Bunmi Akinnusotu is a foreign policy enthusiast and organizational management leader. As the Deputy Director of the Rangel Fellowship at Howard University, Bunmi builds the talent pipeline of foreign service officers and international affairs leaders. Prior to Howard, Bunmi was the Chief of Staff at Young Professionals in Foreign Policy which also amplifies the voices of rising global policymakers. She was a political appointee in the Obama Administration where she served as Special Assistant in the Office of Land and Emergency Management at the US Environmental Protection Agency. There, she coordinated international and domestic efforts to advance resource conservation and bring greater visibility to the social and economic benefits of reducing negative environmental impacts. Bunmi’s international journey began at Search for Common Ground in Timor-Leste and she later taught English in Puerto Plata, Dominican Republic. Prior to her career in foreign affairs, Bunmi was a non-profit fundraiser for the YWCA and United Way in Chicago. She’s also an Americorps Alumn, a Truman National Security Fellow, and a Penn Kemble Democracy Fellow.

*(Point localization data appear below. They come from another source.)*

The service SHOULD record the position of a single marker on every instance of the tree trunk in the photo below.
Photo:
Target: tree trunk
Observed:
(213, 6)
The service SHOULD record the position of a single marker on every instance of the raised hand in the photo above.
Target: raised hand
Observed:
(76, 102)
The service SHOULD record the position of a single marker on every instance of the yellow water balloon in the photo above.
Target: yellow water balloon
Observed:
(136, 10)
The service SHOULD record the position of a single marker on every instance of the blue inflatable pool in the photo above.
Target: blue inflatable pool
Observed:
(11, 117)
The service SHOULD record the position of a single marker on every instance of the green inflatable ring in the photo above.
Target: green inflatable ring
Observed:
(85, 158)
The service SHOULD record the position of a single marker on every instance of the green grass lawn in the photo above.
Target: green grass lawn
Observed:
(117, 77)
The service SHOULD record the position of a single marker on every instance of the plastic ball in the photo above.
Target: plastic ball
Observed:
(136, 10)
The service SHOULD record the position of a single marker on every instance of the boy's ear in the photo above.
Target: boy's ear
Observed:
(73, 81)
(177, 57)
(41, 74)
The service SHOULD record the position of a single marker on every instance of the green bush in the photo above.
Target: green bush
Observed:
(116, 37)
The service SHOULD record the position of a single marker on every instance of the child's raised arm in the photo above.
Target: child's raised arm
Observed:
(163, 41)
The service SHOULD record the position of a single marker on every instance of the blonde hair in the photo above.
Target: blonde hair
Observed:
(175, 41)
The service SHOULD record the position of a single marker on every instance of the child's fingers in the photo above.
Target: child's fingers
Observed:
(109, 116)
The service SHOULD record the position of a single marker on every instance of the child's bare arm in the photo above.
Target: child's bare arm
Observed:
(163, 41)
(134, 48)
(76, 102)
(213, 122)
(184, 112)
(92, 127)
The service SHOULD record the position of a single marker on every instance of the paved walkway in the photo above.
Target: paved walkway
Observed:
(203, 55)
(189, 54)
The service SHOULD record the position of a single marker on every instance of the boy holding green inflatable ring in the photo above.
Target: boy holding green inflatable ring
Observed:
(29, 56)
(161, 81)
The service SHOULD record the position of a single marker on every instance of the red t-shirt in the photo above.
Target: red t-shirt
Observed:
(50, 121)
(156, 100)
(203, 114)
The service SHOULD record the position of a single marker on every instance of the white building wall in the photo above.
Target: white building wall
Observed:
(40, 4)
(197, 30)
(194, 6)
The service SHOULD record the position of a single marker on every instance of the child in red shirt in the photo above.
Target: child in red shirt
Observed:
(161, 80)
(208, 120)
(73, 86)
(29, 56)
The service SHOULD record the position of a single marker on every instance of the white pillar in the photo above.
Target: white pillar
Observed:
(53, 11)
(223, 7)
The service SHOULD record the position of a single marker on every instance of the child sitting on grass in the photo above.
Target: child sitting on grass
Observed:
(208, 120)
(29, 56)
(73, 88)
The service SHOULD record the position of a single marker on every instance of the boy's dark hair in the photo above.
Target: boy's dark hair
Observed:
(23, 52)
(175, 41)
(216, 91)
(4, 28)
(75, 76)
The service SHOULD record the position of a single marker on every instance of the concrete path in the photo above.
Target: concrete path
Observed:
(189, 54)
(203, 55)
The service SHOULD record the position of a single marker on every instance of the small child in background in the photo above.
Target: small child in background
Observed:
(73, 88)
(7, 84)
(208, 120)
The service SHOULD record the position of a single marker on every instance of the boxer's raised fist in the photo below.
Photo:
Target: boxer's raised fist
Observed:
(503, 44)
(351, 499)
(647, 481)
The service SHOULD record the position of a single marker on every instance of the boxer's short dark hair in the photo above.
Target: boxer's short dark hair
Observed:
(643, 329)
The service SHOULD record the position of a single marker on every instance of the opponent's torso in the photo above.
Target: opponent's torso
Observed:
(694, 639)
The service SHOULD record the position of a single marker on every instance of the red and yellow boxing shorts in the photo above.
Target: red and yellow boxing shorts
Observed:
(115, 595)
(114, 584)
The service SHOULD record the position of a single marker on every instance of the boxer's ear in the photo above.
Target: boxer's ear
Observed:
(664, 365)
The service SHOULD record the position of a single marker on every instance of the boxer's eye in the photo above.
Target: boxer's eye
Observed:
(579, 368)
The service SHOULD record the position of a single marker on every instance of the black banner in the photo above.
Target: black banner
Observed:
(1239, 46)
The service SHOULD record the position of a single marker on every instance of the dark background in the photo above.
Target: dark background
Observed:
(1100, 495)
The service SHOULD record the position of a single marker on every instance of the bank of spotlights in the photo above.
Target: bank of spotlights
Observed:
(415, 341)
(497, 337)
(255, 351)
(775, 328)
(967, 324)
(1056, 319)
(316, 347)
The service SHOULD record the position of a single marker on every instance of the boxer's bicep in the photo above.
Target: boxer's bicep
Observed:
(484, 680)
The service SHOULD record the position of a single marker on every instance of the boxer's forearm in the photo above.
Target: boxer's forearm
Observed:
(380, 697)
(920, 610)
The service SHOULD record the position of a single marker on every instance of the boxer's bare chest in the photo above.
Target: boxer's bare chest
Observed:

Bunmi obtained her Master’s degree in Public Administration from Columbia University’s School of International and Public Affairs (SIPA) and also a Master’s in Sociology from Illinois State University Stevenson Center for Applied Community and Economic Development. She received her Bachelor’s degree in Computer Information Systems from Bryant University located in her home state of Rhode Island. Bunmi is a recovering collegiate volleyball player, loves anything made of red velvet, anything from Chicago, and enjoys producing her radio program and podcast, What in the World?. She is relentless in her pursuit to help more Americans understand the connection of foreign policy to their every day lives.
Cierra G. Saylor is a U.S. Foreign Service Officer with the Department of State assigned to Jeddah, Saudi Arabia and is currently in Arabic (Gulf Dialect) language training at the Foreign Service Institute. Cierra is a recent graduate of the Elliott School of International Affairs at George Washington University, where she pursued her masters degree in Security Policy focusing on conflict resolution and intelligence as a Thomas Pickering Fellow. In 2016, Ms. Saylor completed her bachelors degree at Richmond, The American International University in London while studying international relations and psychology. Cierra is dedicated to community service and assists local youth in her hometown of Atlanta through her organization, Imagine Me, by motivating them for academic and professional success.
Matt Paschke is a Foreign Service Officer at the Department of State. Since joining the State Department in 2008, he has worked on visas and immigration policy, climate change negotiations, combating wildlife trafficking, and providing development assistance during his assignments in Frankfurt, Guangzhou, Beijing, Baghdad, and Washington. He has a BA in Computer Science from Harvard University and an MA in Philosophy from Loyola University Chicago. He is currently studying Arabic in preparation for his next assignment at the U.S. Embassy in Jerusalem.